Two U.S. officials confirmed that the Chashma reactor deal was finally reached.

Spokesmen for the Chinese and Pakistani embassies could not be reached for comment.

A State Department official declined to provide details of the sale but said it is not permitted under the U.S. understanding of China’s admission to the nuclear group. That understanding is that China would not sell additional reactors to Pakistan’s Chashma complex.

Nuclear Suppliers Group (NSG) participating governments have discussed the issue of China’s expansion of nuclear cooperation with Pakistan at the last several NSG plenary sessions,” the official said.

“We remain concerned that a transfer of new reactors at Chashma appears to extend beyond the cooperation that was ‘grandfathered’ in when China was approved for membership in the NSG.”

The administration is expected to protest the sale at an upcoming NSG meeting in June.

Pakistan does not have full-scope IAEA safeguards in place, something that is required before China could provide the third Chashma reactor.

The 46-member NSG was formed in 1974 and its stated mission is to “contribute to the non-proliferation of nuclear weapons through the implementation of guidelines for nuclear exports and nuclear related exports.”

China agreed as part of its NSG membership that it would limit future reactor sales to Pakistan to the Chashma 1 and Chashma 2 reactors.

The officials said China specifically directed Pakistani officials not to make the latest reactor deal public. Beijing sought to avoid the negative publicity expected from the deal that could upset the leadership transition that took place last week at the National People’s Congress, the communist mock parliament that formally appointed top communist leaders to government posts, the officials said.

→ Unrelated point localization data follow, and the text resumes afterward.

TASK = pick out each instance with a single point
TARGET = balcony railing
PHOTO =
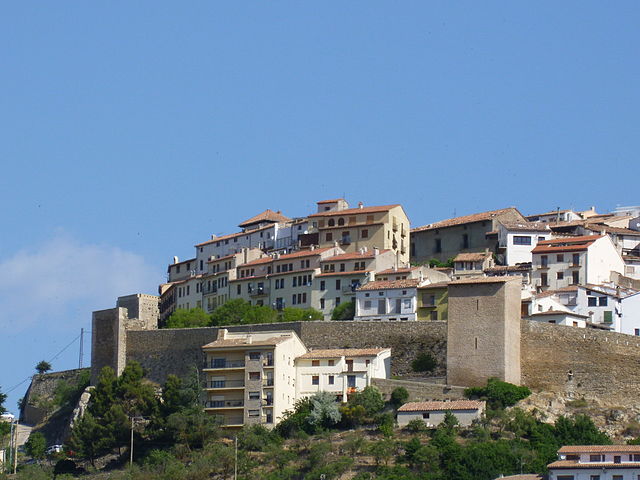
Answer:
(225, 364)
(224, 403)
(225, 384)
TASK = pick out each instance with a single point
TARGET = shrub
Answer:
(424, 362)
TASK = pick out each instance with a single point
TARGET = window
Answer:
(521, 240)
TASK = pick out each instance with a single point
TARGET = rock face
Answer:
(620, 422)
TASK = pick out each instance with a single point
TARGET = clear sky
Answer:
(129, 131)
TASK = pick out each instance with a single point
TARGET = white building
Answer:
(340, 371)
(432, 413)
(388, 300)
(568, 261)
(596, 462)
(516, 240)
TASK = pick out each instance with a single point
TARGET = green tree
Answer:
(324, 410)
(370, 399)
(192, 318)
(399, 397)
(36, 446)
(424, 362)
(43, 367)
(344, 311)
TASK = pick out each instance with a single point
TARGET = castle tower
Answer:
(483, 334)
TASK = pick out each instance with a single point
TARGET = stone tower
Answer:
(483, 335)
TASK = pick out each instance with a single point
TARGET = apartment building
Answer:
(517, 240)
(250, 377)
(383, 227)
(342, 274)
(340, 371)
(568, 261)
(255, 377)
(388, 300)
(596, 462)
(470, 233)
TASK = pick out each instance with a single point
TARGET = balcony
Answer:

China also sought to keep the reactor agreement secret from the United States, which this year is serving as the rotating head of the NSG.

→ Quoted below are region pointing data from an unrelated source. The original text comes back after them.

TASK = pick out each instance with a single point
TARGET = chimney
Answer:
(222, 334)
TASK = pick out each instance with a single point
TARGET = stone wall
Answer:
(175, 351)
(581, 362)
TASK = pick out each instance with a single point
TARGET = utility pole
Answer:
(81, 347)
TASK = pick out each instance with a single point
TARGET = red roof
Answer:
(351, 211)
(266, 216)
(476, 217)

The Chinese also urged the Pakistani delegation from the Atomic Energy Commission to play down the recent transfer of control to a Chinese company of the key port of Gwadar that U.S. officials said likely will be used by Chinese warships for port calls.

The port is close to the Persian Gulf, where some 20 percent of the world’s oil is produced.

The deal for Chashma was announced in July 2010 during the visit to China by Pakistani President Asif Ali Zardari. However, the announced arrangement was limited to a memorandum of understanding.